Un deuxième étranger fait son apparition : le docteur Dulcamara, haut en couleur et charismatique. Prétendant offrir un remède miracle à tous les maux, il vend ses produits à la foule. Nemorino croit voire un signe du destin et demande au docteur s’il possède la potion d’amour d’Iseult. Voyant là une occasion de gagner de l’argent finalement, Dulcamara produit aussitôt l’élixir d’amour. Il prévient cependant que celui-ci ne fera effet qu’au bout de vingt-quatre heures : lorsque Nemorino découvrira qu’il ne s’agit que de vin bon marché, le « docteur » aura déjà quitté le village.
Nemorino, qui n’a encore jamais bu une goutte d’alcool, boit toute la bouteille. Il devient rapidement plus joyeux et plus sûr de lui. Voyant Adina et convaincu de l’efficacité de l’élixir, il adopte un air de noble indifférence. Irritée par ce changement d’attitude, Adina annonce à Belcore qu’elle l’épousera à la fin de la semaine.

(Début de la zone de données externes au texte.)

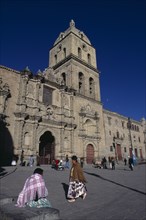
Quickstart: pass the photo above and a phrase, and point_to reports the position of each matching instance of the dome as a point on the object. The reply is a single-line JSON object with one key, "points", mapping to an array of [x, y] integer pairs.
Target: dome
{"points": [[72, 29]]}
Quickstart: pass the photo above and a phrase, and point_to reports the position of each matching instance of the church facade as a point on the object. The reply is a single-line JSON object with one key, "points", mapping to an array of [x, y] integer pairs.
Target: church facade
{"points": [[59, 111]]}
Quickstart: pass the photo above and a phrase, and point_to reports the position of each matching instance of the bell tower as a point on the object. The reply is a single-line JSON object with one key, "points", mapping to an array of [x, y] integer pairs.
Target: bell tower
{"points": [[73, 58]]}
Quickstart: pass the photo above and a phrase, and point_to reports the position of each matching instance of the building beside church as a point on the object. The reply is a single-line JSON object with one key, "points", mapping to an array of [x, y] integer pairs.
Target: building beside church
{"points": [[59, 111]]}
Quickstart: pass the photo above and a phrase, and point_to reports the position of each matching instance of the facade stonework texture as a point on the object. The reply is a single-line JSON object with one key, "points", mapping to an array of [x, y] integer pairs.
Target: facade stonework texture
{"points": [[59, 112]]}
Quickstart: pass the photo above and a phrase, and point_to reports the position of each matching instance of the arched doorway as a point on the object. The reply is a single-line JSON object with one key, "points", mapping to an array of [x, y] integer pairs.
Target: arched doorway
{"points": [[47, 148], [90, 154]]}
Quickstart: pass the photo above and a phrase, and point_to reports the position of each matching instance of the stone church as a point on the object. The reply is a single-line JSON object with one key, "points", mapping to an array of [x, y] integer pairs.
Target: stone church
{"points": [[59, 111]]}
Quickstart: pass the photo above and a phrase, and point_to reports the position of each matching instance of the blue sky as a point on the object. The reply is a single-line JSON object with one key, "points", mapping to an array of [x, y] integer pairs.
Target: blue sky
{"points": [[116, 28]]}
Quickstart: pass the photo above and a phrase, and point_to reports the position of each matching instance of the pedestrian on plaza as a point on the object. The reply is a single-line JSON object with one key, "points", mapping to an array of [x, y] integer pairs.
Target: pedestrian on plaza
{"points": [[110, 162], [104, 163], [34, 192], [31, 161], [66, 162], [82, 161], [130, 161], [37, 159], [77, 182], [113, 163], [22, 158]]}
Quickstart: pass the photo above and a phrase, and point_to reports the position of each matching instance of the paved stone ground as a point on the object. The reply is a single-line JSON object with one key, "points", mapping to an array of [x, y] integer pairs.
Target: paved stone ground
{"points": [[112, 194]]}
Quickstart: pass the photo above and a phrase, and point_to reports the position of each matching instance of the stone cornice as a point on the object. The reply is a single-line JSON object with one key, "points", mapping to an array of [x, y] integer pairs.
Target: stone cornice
{"points": [[115, 114], [9, 69], [72, 56]]}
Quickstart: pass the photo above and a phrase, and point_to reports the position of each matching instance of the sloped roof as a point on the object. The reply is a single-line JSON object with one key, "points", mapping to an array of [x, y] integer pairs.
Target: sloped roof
{"points": [[72, 29]]}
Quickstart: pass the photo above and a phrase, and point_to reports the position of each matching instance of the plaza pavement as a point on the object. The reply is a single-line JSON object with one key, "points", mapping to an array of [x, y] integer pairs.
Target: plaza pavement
{"points": [[118, 194]]}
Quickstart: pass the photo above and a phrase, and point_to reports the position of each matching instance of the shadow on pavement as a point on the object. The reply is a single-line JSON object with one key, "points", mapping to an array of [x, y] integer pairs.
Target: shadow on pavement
{"points": [[65, 187], [111, 181]]}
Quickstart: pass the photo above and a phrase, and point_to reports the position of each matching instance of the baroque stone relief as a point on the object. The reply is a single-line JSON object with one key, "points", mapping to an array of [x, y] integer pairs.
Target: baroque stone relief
{"points": [[88, 110], [4, 94]]}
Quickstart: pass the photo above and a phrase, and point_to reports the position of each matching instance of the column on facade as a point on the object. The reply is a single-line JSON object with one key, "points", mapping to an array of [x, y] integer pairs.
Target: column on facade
{"points": [[72, 128], [98, 138], [19, 133]]}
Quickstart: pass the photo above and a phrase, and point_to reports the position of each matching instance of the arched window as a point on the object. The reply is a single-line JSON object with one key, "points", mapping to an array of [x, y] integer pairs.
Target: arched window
{"points": [[55, 59], [81, 83], [89, 58], [79, 53], [64, 78], [27, 139], [64, 52], [91, 86]]}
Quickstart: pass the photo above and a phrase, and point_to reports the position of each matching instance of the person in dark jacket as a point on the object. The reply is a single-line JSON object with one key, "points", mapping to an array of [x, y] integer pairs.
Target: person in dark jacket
{"points": [[77, 182]]}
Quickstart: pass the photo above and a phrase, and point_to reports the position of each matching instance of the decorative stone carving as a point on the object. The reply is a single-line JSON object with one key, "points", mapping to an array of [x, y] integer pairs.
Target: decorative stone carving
{"points": [[4, 94]]}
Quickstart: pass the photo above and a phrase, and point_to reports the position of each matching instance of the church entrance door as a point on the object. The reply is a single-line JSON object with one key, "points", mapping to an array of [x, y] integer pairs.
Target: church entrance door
{"points": [[47, 148], [89, 153]]}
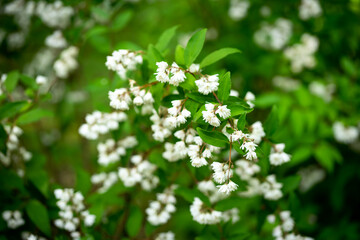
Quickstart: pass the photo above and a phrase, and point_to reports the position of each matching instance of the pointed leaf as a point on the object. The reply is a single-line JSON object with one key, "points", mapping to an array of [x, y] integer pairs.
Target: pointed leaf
{"points": [[217, 55]]}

À ce moment-là, des soldats arrivent avec l’ordre de reprendre leur service le lendemain matin. Belcore suggère donc d’avancer le mariage au soir même. Nemorino est horrifié : le temps que le philtre d’amour fasse effet, Adina sera mariée. Il la supplie, mais en vain. À la grande joie de tout le village, Adina et Belcore préparent leurs noces.
Acte II
La fête précédant le mariage bat son plein. Dulcamara invite Adina à chanter un duo avec lui. Belcore convoque le notaire local pour régler le contrat de mariage, mais Adina, agacée par l’absence de Nemorino, décide d’attendre avant de signer.
Nemorino, désespéré à l’idée de perdre l’amour de sa vie, supplie Dulcamara de lui donner une nouvelle dose de philtre d’amour. Le docteur accepte volontiers, mais en échange d’argent comptant. Nemorino, sans le sou, devient alors une proie facile pour son rival Belcore, qui lui offre de l’argent pour s’engager dans l’armée.

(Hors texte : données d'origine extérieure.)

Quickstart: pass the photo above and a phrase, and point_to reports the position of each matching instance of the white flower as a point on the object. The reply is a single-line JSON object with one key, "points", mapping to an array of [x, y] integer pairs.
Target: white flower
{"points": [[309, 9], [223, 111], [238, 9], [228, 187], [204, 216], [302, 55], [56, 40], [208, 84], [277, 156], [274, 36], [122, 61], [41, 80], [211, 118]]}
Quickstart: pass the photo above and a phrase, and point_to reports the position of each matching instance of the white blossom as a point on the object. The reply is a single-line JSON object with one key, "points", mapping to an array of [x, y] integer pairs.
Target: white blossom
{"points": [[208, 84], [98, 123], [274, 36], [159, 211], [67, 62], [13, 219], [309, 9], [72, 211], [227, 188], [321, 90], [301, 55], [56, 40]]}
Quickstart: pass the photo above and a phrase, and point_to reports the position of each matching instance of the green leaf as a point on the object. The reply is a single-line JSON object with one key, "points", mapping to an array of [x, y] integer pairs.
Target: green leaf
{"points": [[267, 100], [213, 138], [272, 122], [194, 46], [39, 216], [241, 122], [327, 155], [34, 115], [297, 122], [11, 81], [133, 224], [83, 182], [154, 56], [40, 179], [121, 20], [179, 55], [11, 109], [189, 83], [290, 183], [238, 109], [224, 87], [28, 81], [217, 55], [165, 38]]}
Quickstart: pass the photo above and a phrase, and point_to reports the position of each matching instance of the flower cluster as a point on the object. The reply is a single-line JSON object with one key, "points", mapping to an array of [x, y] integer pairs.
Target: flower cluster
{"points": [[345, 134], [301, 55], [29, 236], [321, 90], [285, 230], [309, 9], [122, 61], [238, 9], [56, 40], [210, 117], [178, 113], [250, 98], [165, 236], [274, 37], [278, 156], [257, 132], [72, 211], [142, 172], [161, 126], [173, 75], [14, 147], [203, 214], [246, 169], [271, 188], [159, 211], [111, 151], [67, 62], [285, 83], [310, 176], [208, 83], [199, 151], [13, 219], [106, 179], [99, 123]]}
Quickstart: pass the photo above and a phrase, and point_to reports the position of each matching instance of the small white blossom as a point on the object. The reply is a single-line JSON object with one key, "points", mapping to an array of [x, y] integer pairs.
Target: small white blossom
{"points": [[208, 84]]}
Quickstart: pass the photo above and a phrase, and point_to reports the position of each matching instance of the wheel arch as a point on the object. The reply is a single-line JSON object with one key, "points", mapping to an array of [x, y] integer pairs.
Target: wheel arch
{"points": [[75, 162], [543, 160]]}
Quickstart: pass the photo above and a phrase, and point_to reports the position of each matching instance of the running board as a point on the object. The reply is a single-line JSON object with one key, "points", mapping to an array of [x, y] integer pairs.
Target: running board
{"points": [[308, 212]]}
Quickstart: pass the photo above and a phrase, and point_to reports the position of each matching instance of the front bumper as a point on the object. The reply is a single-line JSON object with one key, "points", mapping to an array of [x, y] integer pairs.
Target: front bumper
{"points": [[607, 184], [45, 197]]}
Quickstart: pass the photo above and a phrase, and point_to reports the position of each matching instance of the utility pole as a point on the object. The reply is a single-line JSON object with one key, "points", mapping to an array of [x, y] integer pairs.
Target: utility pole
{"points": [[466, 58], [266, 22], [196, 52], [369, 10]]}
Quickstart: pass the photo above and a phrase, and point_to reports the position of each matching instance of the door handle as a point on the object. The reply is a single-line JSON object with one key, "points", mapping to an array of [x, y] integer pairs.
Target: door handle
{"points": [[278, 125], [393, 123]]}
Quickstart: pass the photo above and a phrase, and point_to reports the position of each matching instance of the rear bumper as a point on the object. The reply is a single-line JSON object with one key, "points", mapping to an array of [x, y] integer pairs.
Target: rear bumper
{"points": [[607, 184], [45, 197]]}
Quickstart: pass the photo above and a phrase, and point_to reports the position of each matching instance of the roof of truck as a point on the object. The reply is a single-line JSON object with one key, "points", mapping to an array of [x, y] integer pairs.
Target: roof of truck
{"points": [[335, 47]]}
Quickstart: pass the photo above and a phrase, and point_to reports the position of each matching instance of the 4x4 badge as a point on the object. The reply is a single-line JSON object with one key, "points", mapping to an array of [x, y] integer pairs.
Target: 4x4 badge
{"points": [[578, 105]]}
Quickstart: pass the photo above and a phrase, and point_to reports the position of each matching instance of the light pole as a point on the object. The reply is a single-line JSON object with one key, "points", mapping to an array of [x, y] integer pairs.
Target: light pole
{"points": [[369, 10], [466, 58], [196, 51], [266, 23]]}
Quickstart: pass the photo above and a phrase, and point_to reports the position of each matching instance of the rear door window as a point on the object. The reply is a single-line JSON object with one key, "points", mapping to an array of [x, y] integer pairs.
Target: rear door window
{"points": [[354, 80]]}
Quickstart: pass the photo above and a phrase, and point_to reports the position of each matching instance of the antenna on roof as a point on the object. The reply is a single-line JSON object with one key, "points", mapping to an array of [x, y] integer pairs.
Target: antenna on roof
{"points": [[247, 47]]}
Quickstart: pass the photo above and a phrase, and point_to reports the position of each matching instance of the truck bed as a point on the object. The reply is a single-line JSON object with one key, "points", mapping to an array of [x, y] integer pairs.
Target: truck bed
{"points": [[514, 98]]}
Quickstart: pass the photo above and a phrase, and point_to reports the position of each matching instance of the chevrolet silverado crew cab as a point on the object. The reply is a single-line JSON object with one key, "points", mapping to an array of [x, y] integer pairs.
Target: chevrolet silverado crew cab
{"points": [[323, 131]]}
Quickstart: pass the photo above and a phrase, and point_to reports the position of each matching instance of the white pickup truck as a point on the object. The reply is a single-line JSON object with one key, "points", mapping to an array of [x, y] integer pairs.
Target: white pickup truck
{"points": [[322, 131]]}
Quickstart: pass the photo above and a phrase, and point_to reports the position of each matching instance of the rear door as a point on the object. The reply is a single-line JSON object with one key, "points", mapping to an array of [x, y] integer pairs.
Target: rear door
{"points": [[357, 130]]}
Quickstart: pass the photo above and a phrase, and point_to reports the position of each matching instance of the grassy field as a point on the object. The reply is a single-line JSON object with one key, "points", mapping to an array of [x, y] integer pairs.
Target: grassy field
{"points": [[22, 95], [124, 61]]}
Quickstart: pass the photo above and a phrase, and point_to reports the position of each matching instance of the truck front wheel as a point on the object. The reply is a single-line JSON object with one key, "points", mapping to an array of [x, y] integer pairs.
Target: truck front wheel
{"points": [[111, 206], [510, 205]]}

Nemorino ignore encore qu’il vient d’hériter d’une fortune grâce au décès de son oncle. Mais une jeune fille du village, Giannetta, apprend la nouvelle et la répand parmi toutes ses amies. Du jour au lendemain, Nemorino devient le célibataire le plus convoité du village. D’abord déconcerté, il attribue sa soudaine popularité aux effets de l’élixir. Même Dulcamara commence à croire en son pouvoir.
Adina, craignant de perdre Nemorino au profit d’une autre femme, reconnaît enfin ses sentiments pour lui et décide de le reconquérir. Nemorino pense que son rêve est sur le point de se réaliser. Et c’est le cas : Adina, après avoir remboursé à Belcore les frais de recrutement, avoue à Nemorino qu’elle l’aime. Lorsqu’ils apprennent la nouvelle de l’héritage, leur bonheur est complet. Belcore est contraint de repartir les mains vides, tandis que Dulcamara, attribuant tout ce succès au pouvoir de son élixir, s’en va triomphant.
EN PROFONDEUR
Donizetti et la comédie musicale américaine
Le metteur en scène de L’elisir d’amore, Christopher Luscombe, a signé de nombreuses comédies musicales à succès, notamment Gypsy, Spamalot, Little Shop of Horrors, Gigi, Tell Me on a Sunday, The Likes of Us et Sweeney Todd. Sa production de The Rocky Horror Show, jouée dans le monde entier, fêtera son vingtième anniversaire l’an prochain. Ici, il met en lumière les parallèles entre L’elisir et les comédies musicales qui lui tiennent le plus à cœur.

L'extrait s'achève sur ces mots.